Die Anleger haben in der zurückliegenden Börsenwoche bei den Aktien von Polypeptide kräftig zugegriffen: Die Titel sind um 15,4 Prozent auf 45,50 Franken und damit deutlich stärker gestiegen als der Gesamtmarkt (Stand: Freitagmittag). Dieser verbesserte sich gemessen am Swiss Performance Index (SPI) um 2,2 Prozent.
Gut gelaufen sind auch die Aktien von Kühne & Nagel (plus 9 Prozent) sowie von Lonza (plus 7 Prozent). Ins Hintertreffen gerieten dagegen unter anderem Comet (minus 9,1 Prozent), Dottikon (minus 9,4 Prozent) und Komax (minus 18,2 Prozent).
Polypeptide haben eine durchwachsene Börsengeschichte. Nach dem Gang an die Schweizer Börse im April 2021 stiegen die Titel auf etwas über 147 Franken. Die Ernüchterung und mit ihr der Kursverfall auf unter 15 Franken folgten. In der jüngeren Vergangenheit zogen die Aktien des Biotechnologieunternehmens wieder an, und nach den Avancen der vergangenen Tage stehen sie auf dem höchsten Stand seit August 2022 - also praktisch auf einem Vier-Jahres-Hoch.
Das Unternehmen aus Baar beliefert Pharmaunternehmen, wobei Stoffwechselerkrankungen beziehungsweise GLP-1-Mittel ein wichtiges Feld sind. Entsprechend hat Polypeptide in den vergangenen Jahren Kapazitäten ausgebaut. Das Werk in Braine-l’Alleud (Belgien, «Braine») beispielsweise nahm die Produktion im Dezember 2024 auf. Der seither erfolgte Hochlauf sowie die Investitionen scheinen sich auszuzahlen: Die seit Jahresbeginn 2026 erhöhte Auslastung von «Braine» veranlasste die zuständigen Analysten der UBS zu einer Schätzungsrevision nach oben. Die Prognosen zum Gewinn je Aktie in den Geschäftsjahren 2026, 2027 und 2028 wurden um 21, 3 beziehungsweise 6 Prozent angehoben, wie die UBS-Spezialisten in einer Notiz vom vergangenen Freitag schrieben.

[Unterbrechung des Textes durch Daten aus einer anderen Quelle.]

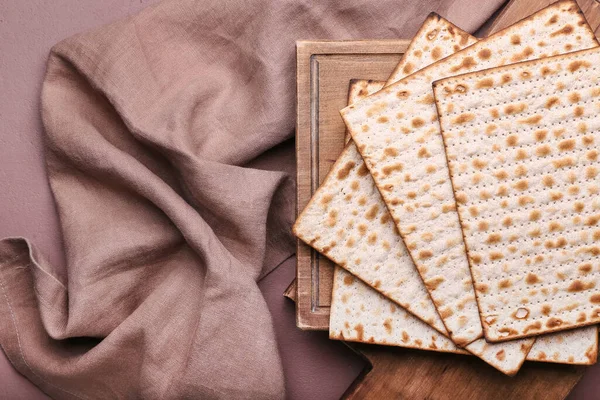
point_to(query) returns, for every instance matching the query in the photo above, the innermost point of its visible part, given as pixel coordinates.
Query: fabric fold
(169, 149)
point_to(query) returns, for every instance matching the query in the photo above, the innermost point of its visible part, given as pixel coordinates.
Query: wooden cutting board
(324, 71)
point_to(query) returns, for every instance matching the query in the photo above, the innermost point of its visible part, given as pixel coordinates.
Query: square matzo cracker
(397, 133)
(522, 143)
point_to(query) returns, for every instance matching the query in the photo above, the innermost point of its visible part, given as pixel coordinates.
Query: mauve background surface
(314, 366)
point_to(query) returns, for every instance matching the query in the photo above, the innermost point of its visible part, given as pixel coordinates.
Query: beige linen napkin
(163, 136)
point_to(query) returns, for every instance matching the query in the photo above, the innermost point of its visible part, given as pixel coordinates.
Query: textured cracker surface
(415, 184)
(348, 221)
(577, 346)
(436, 39)
(360, 89)
(507, 357)
(360, 314)
(526, 171)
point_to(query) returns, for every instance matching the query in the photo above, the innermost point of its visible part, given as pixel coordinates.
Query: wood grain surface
(324, 69)
(394, 372)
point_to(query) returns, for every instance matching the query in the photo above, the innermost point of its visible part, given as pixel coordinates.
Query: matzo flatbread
(348, 222)
(414, 182)
(526, 172)
(507, 358)
(436, 39)
(360, 89)
(577, 346)
(360, 314)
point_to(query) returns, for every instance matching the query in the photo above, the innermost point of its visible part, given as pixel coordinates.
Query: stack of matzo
(387, 212)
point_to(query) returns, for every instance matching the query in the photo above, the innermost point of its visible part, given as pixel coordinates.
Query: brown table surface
(314, 366)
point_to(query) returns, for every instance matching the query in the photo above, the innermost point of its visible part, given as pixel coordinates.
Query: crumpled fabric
(168, 135)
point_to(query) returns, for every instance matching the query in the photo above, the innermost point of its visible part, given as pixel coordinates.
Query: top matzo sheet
(414, 181)
(522, 146)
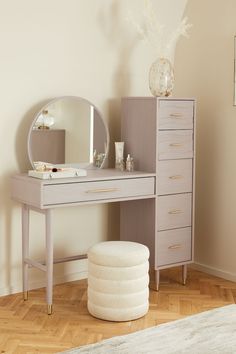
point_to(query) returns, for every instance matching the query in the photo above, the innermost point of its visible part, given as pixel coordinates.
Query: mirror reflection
(69, 131)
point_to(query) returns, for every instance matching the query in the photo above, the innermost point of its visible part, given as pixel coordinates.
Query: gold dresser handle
(176, 115)
(175, 211)
(176, 177)
(176, 145)
(102, 190)
(175, 247)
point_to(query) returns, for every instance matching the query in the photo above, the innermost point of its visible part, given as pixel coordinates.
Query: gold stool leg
(184, 274)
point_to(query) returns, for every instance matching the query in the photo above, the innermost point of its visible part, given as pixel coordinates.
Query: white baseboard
(17, 288)
(214, 271)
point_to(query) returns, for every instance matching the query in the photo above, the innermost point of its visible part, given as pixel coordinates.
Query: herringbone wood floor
(25, 328)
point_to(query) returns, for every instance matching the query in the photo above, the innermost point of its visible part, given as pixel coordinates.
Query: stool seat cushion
(118, 253)
(118, 280)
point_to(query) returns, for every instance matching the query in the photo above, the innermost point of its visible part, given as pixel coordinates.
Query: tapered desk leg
(49, 261)
(157, 279)
(25, 248)
(184, 274)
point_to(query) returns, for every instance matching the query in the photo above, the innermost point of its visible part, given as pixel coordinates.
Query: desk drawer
(176, 115)
(174, 176)
(174, 211)
(102, 190)
(174, 246)
(175, 144)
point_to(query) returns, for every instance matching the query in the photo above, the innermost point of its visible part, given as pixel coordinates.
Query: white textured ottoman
(118, 280)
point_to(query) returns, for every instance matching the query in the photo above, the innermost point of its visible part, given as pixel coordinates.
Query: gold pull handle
(175, 247)
(176, 115)
(176, 177)
(102, 190)
(176, 145)
(175, 211)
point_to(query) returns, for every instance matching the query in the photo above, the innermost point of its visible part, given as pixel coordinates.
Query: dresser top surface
(92, 175)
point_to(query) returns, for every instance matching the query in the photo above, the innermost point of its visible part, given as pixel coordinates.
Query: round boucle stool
(118, 280)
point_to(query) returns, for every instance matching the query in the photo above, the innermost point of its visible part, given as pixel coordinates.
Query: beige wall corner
(204, 68)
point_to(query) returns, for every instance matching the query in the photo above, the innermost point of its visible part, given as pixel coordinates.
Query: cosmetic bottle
(119, 153)
(129, 163)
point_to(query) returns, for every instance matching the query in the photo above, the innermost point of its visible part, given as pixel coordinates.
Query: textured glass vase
(161, 77)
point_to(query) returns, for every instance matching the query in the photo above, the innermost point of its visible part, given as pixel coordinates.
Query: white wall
(53, 48)
(204, 69)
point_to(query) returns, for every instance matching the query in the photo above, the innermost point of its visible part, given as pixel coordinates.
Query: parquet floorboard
(25, 328)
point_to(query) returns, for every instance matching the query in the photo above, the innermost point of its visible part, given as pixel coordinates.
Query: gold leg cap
(49, 309)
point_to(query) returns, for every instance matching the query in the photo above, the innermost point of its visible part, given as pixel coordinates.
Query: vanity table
(99, 186)
(156, 205)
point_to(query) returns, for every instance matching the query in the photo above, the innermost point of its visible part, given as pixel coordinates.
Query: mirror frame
(46, 106)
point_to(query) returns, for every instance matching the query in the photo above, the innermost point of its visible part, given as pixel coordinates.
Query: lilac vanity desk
(99, 186)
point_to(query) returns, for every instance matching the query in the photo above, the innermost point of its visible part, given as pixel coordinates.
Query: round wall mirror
(68, 131)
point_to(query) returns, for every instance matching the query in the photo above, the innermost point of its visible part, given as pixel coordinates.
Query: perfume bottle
(129, 163)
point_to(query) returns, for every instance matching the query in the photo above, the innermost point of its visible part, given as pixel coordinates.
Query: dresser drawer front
(176, 115)
(175, 144)
(102, 190)
(174, 211)
(174, 176)
(174, 246)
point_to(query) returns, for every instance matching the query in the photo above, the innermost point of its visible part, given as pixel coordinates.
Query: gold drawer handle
(176, 177)
(175, 211)
(176, 145)
(176, 115)
(175, 247)
(102, 190)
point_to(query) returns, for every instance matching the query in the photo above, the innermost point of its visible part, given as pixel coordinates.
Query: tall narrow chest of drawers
(160, 134)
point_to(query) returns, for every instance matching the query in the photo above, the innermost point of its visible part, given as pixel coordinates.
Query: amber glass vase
(161, 77)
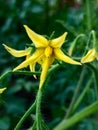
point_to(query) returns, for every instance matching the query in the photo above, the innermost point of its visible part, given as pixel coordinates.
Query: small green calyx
(96, 46)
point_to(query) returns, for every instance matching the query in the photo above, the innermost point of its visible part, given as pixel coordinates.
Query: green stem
(88, 14)
(34, 126)
(81, 97)
(93, 36)
(65, 124)
(75, 94)
(25, 116)
(95, 72)
(38, 112)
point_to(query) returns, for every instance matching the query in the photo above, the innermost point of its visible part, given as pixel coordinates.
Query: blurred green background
(44, 17)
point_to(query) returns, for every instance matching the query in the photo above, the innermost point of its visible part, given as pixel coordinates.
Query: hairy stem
(25, 116)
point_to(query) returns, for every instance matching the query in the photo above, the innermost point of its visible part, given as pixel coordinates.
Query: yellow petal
(2, 89)
(17, 53)
(34, 58)
(32, 65)
(57, 43)
(38, 40)
(45, 66)
(32, 69)
(61, 56)
(89, 57)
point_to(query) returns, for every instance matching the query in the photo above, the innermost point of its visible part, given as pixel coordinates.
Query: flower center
(48, 51)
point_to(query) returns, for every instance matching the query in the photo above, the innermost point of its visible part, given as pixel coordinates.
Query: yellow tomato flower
(90, 56)
(46, 52)
(2, 90)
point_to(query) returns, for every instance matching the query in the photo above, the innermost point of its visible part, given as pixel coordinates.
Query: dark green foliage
(44, 17)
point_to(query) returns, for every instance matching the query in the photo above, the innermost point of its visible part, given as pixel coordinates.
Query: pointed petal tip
(2, 90)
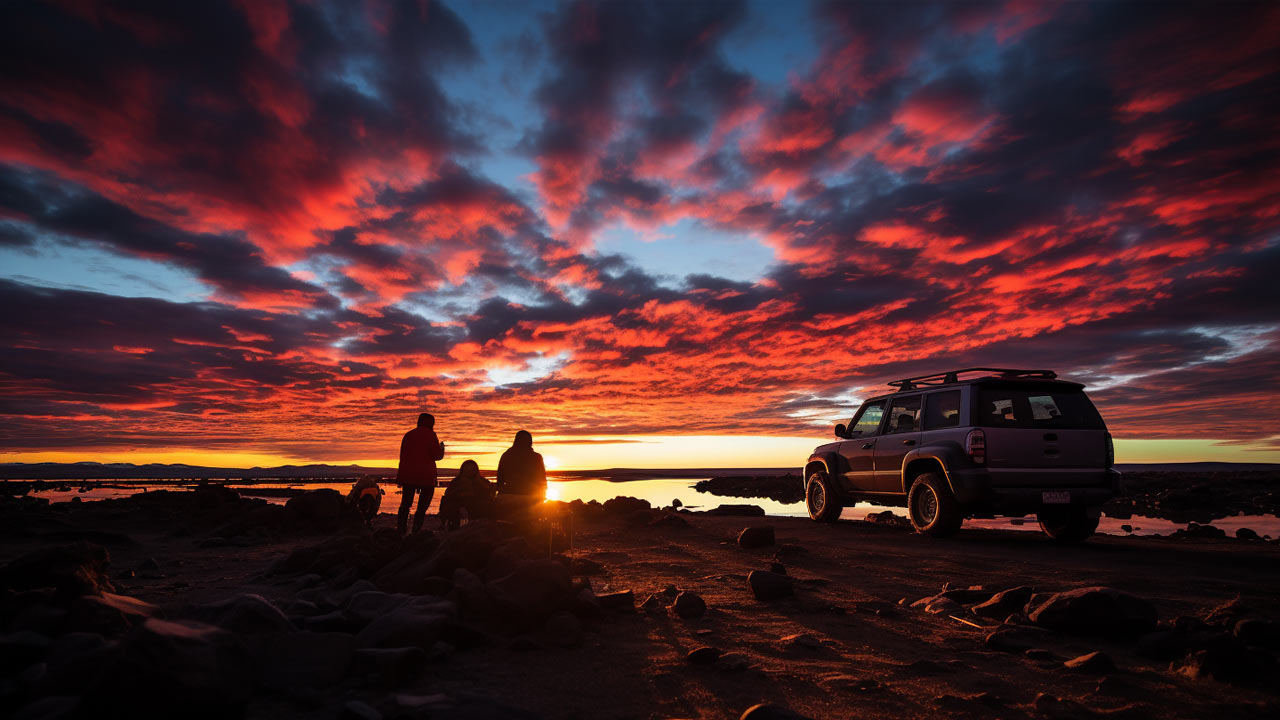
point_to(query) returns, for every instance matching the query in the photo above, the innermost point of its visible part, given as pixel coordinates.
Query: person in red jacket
(416, 473)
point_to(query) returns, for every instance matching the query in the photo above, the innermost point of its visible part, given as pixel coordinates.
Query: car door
(859, 446)
(900, 436)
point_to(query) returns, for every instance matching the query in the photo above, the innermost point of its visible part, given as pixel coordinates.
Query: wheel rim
(926, 506)
(817, 496)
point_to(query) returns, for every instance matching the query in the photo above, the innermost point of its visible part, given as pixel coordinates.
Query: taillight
(976, 445)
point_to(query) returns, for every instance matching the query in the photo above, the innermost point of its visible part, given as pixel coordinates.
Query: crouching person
(470, 491)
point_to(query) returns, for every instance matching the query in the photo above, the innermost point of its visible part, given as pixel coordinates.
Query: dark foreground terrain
(208, 605)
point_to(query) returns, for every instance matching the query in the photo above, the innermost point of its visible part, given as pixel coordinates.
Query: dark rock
(968, 596)
(1004, 602)
(703, 655)
(1010, 639)
(887, 518)
(689, 605)
(72, 570)
(324, 509)
(621, 505)
(736, 510)
(766, 711)
(755, 536)
(620, 600)
(245, 614)
(530, 593)
(1262, 633)
(562, 629)
(1096, 610)
(668, 520)
(769, 586)
(392, 665)
(415, 624)
(108, 613)
(165, 669)
(301, 659)
(356, 710)
(1093, 662)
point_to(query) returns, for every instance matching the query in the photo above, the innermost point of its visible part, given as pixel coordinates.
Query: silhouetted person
(416, 474)
(521, 475)
(470, 491)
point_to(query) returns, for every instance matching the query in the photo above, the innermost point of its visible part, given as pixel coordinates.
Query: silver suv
(972, 443)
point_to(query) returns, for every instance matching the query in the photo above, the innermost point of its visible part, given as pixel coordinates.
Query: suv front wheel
(821, 499)
(932, 507)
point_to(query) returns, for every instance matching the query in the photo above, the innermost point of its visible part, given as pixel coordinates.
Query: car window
(942, 410)
(1016, 408)
(904, 415)
(868, 419)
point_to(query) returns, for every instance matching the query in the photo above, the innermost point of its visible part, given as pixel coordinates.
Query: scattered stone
(164, 665)
(771, 712)
(621, 600)
(1004, 602)
(704, 655)
(356, 710)
(1093, 662)
(562, 629)
(887, 518)
(1096, 610)
(737, 510)
(620, 506)
(755, 536)
(801, 641)
(393, 665)
(769, 586)
(689, 605)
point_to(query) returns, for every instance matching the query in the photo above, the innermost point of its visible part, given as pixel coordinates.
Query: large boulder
(245, 614)
(72, 570)
(167, 669)
(1096, 611)
(533, 591)
(410, 625)
(1004, 604)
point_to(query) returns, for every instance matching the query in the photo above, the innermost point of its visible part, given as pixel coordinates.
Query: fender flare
(940, 455)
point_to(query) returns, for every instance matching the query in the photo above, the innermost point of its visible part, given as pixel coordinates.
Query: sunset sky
(653, 235)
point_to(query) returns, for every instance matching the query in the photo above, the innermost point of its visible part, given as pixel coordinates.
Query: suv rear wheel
(821, 499)
(932, 507)
(1066, 524)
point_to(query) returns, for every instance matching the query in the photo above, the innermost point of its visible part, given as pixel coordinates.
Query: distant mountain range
(178, 472)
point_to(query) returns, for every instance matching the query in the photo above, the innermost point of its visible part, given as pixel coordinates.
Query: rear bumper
(1020, 491)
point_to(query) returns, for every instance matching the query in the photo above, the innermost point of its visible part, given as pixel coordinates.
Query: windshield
(1031, 408)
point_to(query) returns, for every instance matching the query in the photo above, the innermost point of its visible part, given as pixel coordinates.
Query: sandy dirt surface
(846, 645)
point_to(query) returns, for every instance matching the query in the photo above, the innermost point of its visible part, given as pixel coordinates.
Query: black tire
(1068, 524)
(931, 506)
(821, 497)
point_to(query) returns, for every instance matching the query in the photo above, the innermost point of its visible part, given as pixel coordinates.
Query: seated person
(470, 491)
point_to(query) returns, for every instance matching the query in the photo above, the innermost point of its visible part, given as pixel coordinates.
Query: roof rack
(954, 377)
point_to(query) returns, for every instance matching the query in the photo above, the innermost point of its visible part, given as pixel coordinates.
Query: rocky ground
(209, 605)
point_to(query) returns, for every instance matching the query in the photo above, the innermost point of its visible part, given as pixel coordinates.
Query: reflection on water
(661, 492)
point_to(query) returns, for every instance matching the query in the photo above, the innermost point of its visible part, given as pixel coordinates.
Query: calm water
(662, 491)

Positiv äusserte sich vor einigen Tagen auch die Privatbank Berenberg. Der Umsatzbeitrag des Werks in Belgien bietet nach Ansicht der zuständigen Analystin ausreichend Support, damit Polypeptide das obere Ende der unternehmenseigenen Umsatzprognose für 2026 erreichen. Das Management um CEO Juan Jose Gonzalez hatte ein Wachstum von 20 bis 25 Prozent in Aussicht gestellt. Berenberg traut dem Peptid-Hersteller ein 24,5-prozentiges Wachstum im Geschäftsjahr 2026 zu.
Nächster Orientierungspunkt sind die Halbjahreszahlen, die am 13. August vorgestellt werden. Dabei ist es nicht ausgeschlossen, dass der Pharmazulieferer positiv überrascht. Denn nach Angaben der Nachrichtenagentur AWP erwarten einige Experten, darunter jene von Barclays und Octavian, dann auch eine Erhöhung der Guidance. Von einer solchen dürften die Aktien weitere Impulse erhalten.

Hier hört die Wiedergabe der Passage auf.